In Progress : Another Burda



Emboldened by my very recent successful experiment with a Burda pattern, I am making another one!
I recently found this wool at the thrift shop and was going to make a skirt, but after washing it, I thought it would be a waste and a jacket would be better so I set up looking for one with very little yardage : #113 looks awesome. I am not sure about the back slit yet, but I like the extra long sleeves and I found this matching crazy ass chemical experiment gone awry polyester print for the lining and gave the project a go! 
Being out of drafting paper, I looked around the house for a possible replacement and found cooking parchment. It's slippery and scotch tape won't stick to it, but it's transparent enough to make sense of the psychedelic pattern sheet




Like with the Claire Shaeffer, I drafted every pattern piece, outer shell, lining and interfacing, which will help me get the precision I want. I did a quick tissue fit last night and everything looks in the right place. I'll try cutting it today and get back to you. I have very little fabric to work with, matching the plaid will be difficult, but I only paid 2€ for it so I won't fret over it too, too much.



Just in case you are wondering how I cut the lining pieces, Burda has a great video on how to do just that, I will use Fashion Incubator's tutorials on bagging a jacket and the Vogue 7467 instructions for the pockets so I won't follow the magazine's cryptographic instructions which never cease to baffle me, in either French or English. 
It's a regular complaint, I wonder why they don't document the making of the garments they sew for the magazine's pictures. Now that's an idea....



New Sewing Tool


Good morning to you all and please welcome my new sewing tool.
It doesn't have a presser foot, but it might as well, it puts Sewing U right here at my fingertips.
I am giddy at the tought of being able to watch all of Nancy's, Sandra's, Threads', Burda's tutorials and finally see your stuff in real colours.
Let me set this thing up and I'll get back to you.

Burda 7517


Burda 7517 is done. Pfew!
I may be reconciled with Burda patterns, thanks to a good idea I had before I started the project. 
When I was showed how to make a Burda, I was taught to cut the pattern and then mark a 2cm seam allowance on the fabric. For some reason, that method didn't work for me. The results were baggy, needing lots of alterations and I ended up with a UFO pile of Burda fitting issues.
I am not quite sure of the nature of this thrifted fabric, it looks like "polyester acetate whatever" and is shifty as hell, so I thought that if I marked a 1,50cm, allowance on the paper and then cut it, it would be easier for me. It was and I will be working that way from now on.
The fabric stank so I washed it and it lost all the protective coating that made it sewable, so meet my new friend : Fabulon's fabulous starch!

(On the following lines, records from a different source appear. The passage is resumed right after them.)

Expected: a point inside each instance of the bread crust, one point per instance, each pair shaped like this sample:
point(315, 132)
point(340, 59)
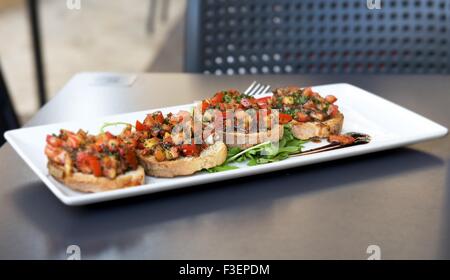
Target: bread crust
point(214, 155)
point(308, 130)
point(250, 139)
point(90, 184)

I don't recommand doing this to every fabric, but on polyester "whatever", starching works. 
I also found a new colored washable glue at the supermarket which I really like because it's cheaper than buying the japanese import one and it was a great help with the zipper.



The dress is comfy, I am not sure I like it all that much, it doesn't fall like on the enveloppe, but it's grown on me. What I like most is the fabric's motif which, a friend rightly pointed out, is layed out like Monet's nenuphars. Wearing a little art makes the day go brighter.



Costumes Bretons



Yesterday, the village where I live was having it's annual Fest Noz, girls and some boys were dressed in their best Brittany dresses and danced traditional dances.





After the French Revolution, sumptuary laws regulating "Superfluity Of Dress" in France were revoked and Brittany women took that as a cue to embellish their frocks. All of a sudden, they could use gold thread, beads, lace to show off and by gosh they did!




Highly codified and regionalised, your social status dictated how high on your skirt the black silk velvet could go or if you could embroider the top of it. It dictated how many button you could put on a men's coat. The handwork is exceptional and some details of construction were very interesting. 





Do you see these handmade ruffles? Amazing. Look at the bodice, hand picked shaping. I had a grand old time, talking to the older women, how they got their dresses from their mother, an aunt, heirlooms, passed from one women to another. 
And I got to touch black silk velvet, the feeling of which is now engraved on my fingertips.